Die Krise des europäischen Flugzeugherstellers Airbus hat die bislang größten Protestaktionen der Beschäftigten in Deutschland ausgelöst. Der Betriebsrat befürchtet den Verlust von mehreren tausend Stellen.

Hamburg - Mehr als 24.000 Arbeitnehmer von Airbus und aus der Zulieferindustrie demonstrierten an vier Standorten für ihre Arbeitsplätze. Führende Politiker aus den Bundesländern mit Standorten sowie die Arbeitnehmervertreter kritisierten das Management für Fehler und forderten den Erhalt aller deutschen Standorte. Der deutsche Airbus-Chef Gerhard Puttfarcken räumte Versäumnisse der Firmenleitung ein, warb aber auch um Vertrauen für die bevorstehenden Entscheidungen im Airbus-Konzern.

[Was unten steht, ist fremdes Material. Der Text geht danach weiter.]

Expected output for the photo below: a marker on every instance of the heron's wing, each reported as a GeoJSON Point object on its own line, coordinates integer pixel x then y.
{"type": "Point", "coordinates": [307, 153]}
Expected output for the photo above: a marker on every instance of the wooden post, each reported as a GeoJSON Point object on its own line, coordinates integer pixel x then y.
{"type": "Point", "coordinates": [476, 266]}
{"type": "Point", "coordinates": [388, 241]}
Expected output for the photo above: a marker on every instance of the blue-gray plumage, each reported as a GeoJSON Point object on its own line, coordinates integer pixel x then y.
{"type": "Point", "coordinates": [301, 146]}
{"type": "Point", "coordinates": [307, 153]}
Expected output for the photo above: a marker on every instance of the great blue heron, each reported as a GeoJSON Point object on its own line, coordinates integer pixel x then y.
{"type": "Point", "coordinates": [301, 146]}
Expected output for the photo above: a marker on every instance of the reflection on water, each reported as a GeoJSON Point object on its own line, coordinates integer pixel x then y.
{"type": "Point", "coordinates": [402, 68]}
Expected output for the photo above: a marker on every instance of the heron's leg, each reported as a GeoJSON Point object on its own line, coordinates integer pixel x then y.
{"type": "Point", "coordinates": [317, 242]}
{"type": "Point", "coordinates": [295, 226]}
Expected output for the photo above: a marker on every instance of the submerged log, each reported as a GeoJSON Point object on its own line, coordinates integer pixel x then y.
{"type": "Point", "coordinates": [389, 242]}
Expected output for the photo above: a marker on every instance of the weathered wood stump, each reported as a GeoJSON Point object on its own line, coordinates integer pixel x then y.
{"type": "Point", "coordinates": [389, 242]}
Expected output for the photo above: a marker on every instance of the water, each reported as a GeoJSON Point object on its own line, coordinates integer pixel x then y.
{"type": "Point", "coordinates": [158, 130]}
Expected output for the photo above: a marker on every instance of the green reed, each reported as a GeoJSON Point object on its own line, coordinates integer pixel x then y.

Hintergrund des Aktionstags der IG Metall und des Airbus- Betriebsrats sind Einsparpläne der Konzernführung über rund zwei Milliarden Euro jährlich. Die Einzelheiten des Projektes "Power8 sollen erst Ende Februar veröffentlicht werden und sind nach Airbus- Angaben noch nicht entschieden, doch befürchten die Gewerkschaften den möglichen Verlust von 5000 bis 8000 Arbeitsplätzen. Ein wesentlicher Punkt des Programms ist die Steigerung der Produktivität des Gesamtkonzerns, die auch dadurch erreicht werden könnte, dass Fabriken aus dem Konzernverbund ausscheiden und zu Zulieferern werden. Dagegen vor allem richtete sich der Protest.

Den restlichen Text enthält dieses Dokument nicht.